Any update on this? We are also facing a lot of unstarted runners...
@farvour do you plan to do a PR or is there a way to apply your solution on our side?
Thank you!
We're also experiencing this, requiring periodic manual re-run of our CI jobs.
A timeout of 5 minutes is exceeded
This error usually means that your new EC2 runner can not communicate to GitHub and registers itself as a new runner. Based on the tests, 5 minutes is more than enough for the EC2 runner to be able to register itself. So I recommend double-checking if the outbound traffic on port 443 is always opened for your EC2 runner.
If that does not help, I have to ask you to provide more information about your action configuration and the AWS infrastructure setup to help you with the issue.
A timeout of 5 minutes is exceeded
This error usually means that your new EC2 runner can not communicate to GitHub and registers itself as a new runner. Based on the tests, 5 minutes is more than enough for the EC2 runner to be able to register itself. So I recommend double-checking if the outbound traffic on port 443 is always opened for your EC2 runner.

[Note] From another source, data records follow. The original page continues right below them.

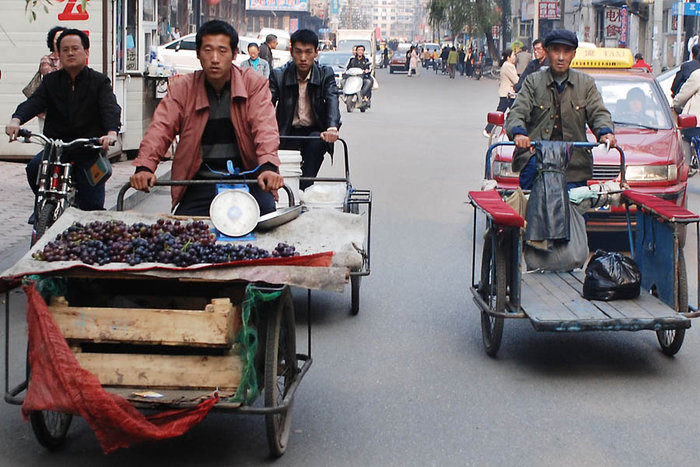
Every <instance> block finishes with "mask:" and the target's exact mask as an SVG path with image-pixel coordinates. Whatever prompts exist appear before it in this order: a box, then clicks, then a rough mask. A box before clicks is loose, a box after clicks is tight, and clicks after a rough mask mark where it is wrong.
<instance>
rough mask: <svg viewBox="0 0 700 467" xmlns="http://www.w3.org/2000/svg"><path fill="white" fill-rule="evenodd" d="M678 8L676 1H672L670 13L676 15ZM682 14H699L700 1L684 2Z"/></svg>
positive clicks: (699, 9)
mask: <svg viewBox="0 0 700 467" xmlns="http://www.w3.org/2000/svg"><path fill="white" fill-rule="evenodd" d="M678 8H679V6H678V3H674V4H673V6H672V7H671V15H673V16H678ZM683 16H700V3H685V4H684V5H683Z"/></svg>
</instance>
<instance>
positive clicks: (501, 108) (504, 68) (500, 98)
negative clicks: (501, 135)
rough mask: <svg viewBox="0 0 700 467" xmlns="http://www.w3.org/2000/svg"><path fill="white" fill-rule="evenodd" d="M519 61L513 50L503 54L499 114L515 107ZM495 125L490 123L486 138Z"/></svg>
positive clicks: (496, 109)
mask: <svg viewBox="0 0 700 467" xmlns="http://www.w3.org/2000/svg"><path fill="white" fill-rule="evenodd" d="M517 61H518V56H517V54H516V53H514V52H513V51H512V50H510V49H508V50H506V51H505V52H503V54H501V63H500V67H501V79H500V82H499V85H498V106H497V107H496V111H497V112H505V111H506V110H507V109H509V108H510V106H511V105H513V100H515V97H514V96H515V90H514V89H513V86H514V85H515V83H517V82H518V73H517V71H516V68H515V63H516V62H517ZM493 127H494V125H493V124H491V123H489V124H488V125H486V128H485V129H484V136H486V137H490V136H491V131H492V130H493Z"/></svg>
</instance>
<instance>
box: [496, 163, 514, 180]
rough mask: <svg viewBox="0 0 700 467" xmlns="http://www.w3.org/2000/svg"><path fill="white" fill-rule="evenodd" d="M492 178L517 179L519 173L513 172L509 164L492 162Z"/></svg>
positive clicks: (511, 167)
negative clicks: (514, 178)
mask: <svg viewBox="0 0 700 467" xmlns="http://www.w3.org/2000/svg"><path fill="white" fill-rule="evenodd" d="M491 171H492V173H493V177H494V178H495V177H499V178H518V177H519V173H518V172H513V169H512V164H511V163H510V162H502V161H493V165H492V167H491Z"/></svg>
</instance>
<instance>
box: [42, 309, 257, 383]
mask: <svg viewBox="0 0 700 467" xmlns="http://www.w3.org/2000/svg"><path fill="white" fill-rule="evenodd" d="M49 310H50V311H51V314H52V315H53V318H54V320H55V321H56V323H57V324H58V327H59V328H60V329H61V332H62V333H63V335H64V337H65V338H66V340H67V341H68V342H69V343H70V345H71V348H72V349H73V351H74V353H75V356H76V358H77V360H78V363H80V365H81V366H82V367H83V368H84V369H86V370H88V371H89V372H91V373H93V374H94V375H95V376H97V378H98V379H99V380H100V383H102V385H103V386H105V387H113V388H132V389H134V390H138V389H142V388H143V389H145V388H148V389H186V390H208V391H211V390H214V389H216V388H219V389H220V390H221V391H227V392H233V391H235V390H236V388H237V387H238V384H239V382H240V378H241V374H242V372H243V364H242V361H241V359H240V357H239V356H238V355H236V354H235V353H234V352H233V351H232V350H231V349H232V346H233V343H234V340H235V338H236V336H237V334H238V332H239V330H240V327H241V308H240V306H239V305H233V304H232V303H231V300H230V299H228V298H217V299H213V300H211V303H209V304H208V305H206V306H205V307H204V309H203V310H178V309H155V308H105V307H84V306H79V307H73V306H70V305H69V304H68V303H67V302H66V300H65V298H63V297H58V298H54V299H53V300H52V302H51V305H50V306H49Z"/></svg>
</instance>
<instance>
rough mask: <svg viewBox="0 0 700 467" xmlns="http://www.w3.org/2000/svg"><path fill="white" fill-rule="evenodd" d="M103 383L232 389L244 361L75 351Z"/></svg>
mask: <svg viewBox="0 0 700 467" xmlns="http://www.w3.org/2000/svg"><path fill="white" fill-rule="evenodd" d="M75 357H76V358H77V359H78V363H80V366H82V367H83V368H85V369H86V370H87V371H89V372H90V373H92V374H94V375H95V376H97V378H98V379H99V380H100V383H102V385H103V386H132V387H139V388H149V389H155V388H162V389H188V388H189V389H206V390H212V391H213V390H214V389H216V388H217V387H218V388H219V389H221V390H223V391H235V390H236V388H237V387H238V384H239V383H240V380H241V373H242V371H243V364H242V362H241V359H240V357H239V356H238V355H226V356H200V355H143V354H103V353H86V352H83V353H78V354H75Z"/></svg>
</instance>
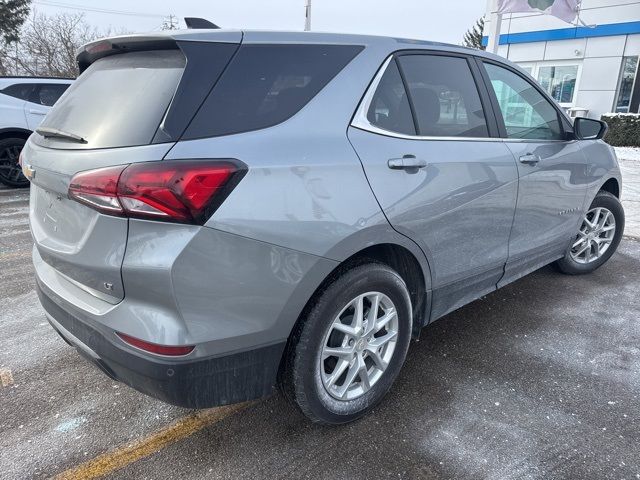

If that does not help, I have to ask you to provide more information about your action configuration and the AWS infrastructure setup to help you with the issue.
I'll have to do some probing to see what's going on with 443 traffic however some observations which may be relevant are:
-
For successful registrations (under 5 minutes) the distribution of time it takes is pretty wide. Not sure why, but I get a decent number of registrations that occur around the 4-5 minute mark. Others occur almost immediately. This seems independent of how long it takes for the instance to reach an "OK" status reported via
aws ec2 describe-instance-status. -
None of my other EC2 instances instances in this subnet have any obvious networking issues. All my security policies are fully open in the outbound direction.
I'm using a t3.mini instance with an AMI based on bare Ubuntu 20.04, then prepared with the apt equivalent of the README instructions, and nothing else done to it.
Hi, I think this might be the same issue where the hostname is used as runner name, and hostnames are reused between instances: https://github.com/machulav/ec2-github-runner/issues/128
Maybe using the --replace option is a good idea though!